Quarles backed systemic changes to reduce the space for judgment and discretion that Fed supervisors had exercised in the course of doing their jobs. That involved nothing less than a thorough culture change in the banking oversight system. It boiled down to one key principle: Be nicer. Apparently, not only did bankers chafe under the post-2008 regulatory apparatus, their feelings were hurt by toiling under the watchful eye of federal bank examiners.
“You would meet with the bank regulators and it felt like it was us versus them,” an American Bankers Associations executive told The Wall Street Journal in late 2018.
Quarles made a priority of changing that culture. It “will be the least visible thing I do and it will be the most consequential thing I do,” he told the Journal. “The banks should feel that their supervisor is going to be firm but fair.” He told examiners that their reports shouldn’t just focus on banks’ weaknesses, but give them positive feedback as well.
“The coach is demanding as much as ever from the sidelines—it’s just that every now and then he’s throwing some ‘Good job!’s and ‘Way to go!,’” said a former bank supervisor after Quarles announced the new approach.
The culture change was more than a surface-level effort. It involved redefining how overseers’ viewed their jobs. The challenge of achieving that goal is illustrated by a 2014 exchange at a Senate hearing between Sen. Elizabeth Warren, D-Mass., and New York Federal Reserve President William Dudley. In her view, Warren said, federal regulators were “the cop on the beat. That is, they are out there to look for illegal and unsafe conduct.” Dudley begged to differ, saying a regulator should play the role of “fire warden,” making sure that each bank “is run well so that it is not going to catch on fire and burn on.”
Cop and fire warden are two very different visions of what regulators should be. But they’re both a far cry from coach.
Quarles knew demanding a change in culture would require a personal touch. So he and Federal Deposit Insurance Corporation Chairman Jelena McWilliams spent months in the latter half of 2018 crisscrossing the country, visiting regional offices of their organizations to describe their vision of a kinder, gentler bank supervision system. In a world ruled by facts, figures, and metrics, Quarles and McWilliams had stepped into the murky world of traditions, habits and values. “All of this will be difficult to quantify except by air miles,” Quarles told the Journal.

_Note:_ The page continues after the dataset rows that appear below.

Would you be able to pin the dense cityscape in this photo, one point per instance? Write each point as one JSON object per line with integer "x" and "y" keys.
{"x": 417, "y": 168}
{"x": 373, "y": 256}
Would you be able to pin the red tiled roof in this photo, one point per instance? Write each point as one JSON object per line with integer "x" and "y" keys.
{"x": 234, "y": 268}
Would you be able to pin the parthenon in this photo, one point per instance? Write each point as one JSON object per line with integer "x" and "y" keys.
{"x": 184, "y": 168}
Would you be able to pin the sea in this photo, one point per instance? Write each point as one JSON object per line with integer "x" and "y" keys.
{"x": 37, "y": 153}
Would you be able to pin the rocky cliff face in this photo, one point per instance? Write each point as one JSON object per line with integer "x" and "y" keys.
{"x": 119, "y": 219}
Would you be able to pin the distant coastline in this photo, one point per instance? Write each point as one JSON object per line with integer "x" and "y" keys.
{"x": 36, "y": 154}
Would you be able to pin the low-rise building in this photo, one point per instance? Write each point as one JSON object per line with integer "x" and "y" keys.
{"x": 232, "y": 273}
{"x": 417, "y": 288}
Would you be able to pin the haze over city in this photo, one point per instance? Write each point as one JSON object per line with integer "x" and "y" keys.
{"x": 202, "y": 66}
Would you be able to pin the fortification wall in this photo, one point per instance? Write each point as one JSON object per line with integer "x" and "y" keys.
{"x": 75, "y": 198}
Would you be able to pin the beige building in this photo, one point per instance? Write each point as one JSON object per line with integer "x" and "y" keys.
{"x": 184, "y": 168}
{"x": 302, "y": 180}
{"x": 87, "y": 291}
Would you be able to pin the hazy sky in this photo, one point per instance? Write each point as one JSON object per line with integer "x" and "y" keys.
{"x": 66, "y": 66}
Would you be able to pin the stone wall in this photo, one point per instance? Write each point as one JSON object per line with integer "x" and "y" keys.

Did he ultimately succeed in changing the culture of bank supervision? And did that contribute to the fall of Silicon Valley Bank and the overall current shakiness of the banking system? Since those questions can’t be answered quantitatively, it’s hard to judge. Even if Quarles did achieve his goal, he argues that period is ancient history. “I gave up the reins as vice chair for supervision a year and a half ago,” Quarles told The New York Times this week.
It’s often said that culture change is extremely difficult in the federal context, and it does require determination and sustained commitment. But in one sense, it’s easier than in other sectors of the economy. Career federal employees, including bank supervisors, are accustomed to seeing political overseers come and go, and they are expected to change their approaches, techniques and actions to suit the new team’s agenda. The best of them are very good at it. So if a new leader demands culture change, he or she just might get it. And it just might stick until someone else comes along and makes changing it again a priority.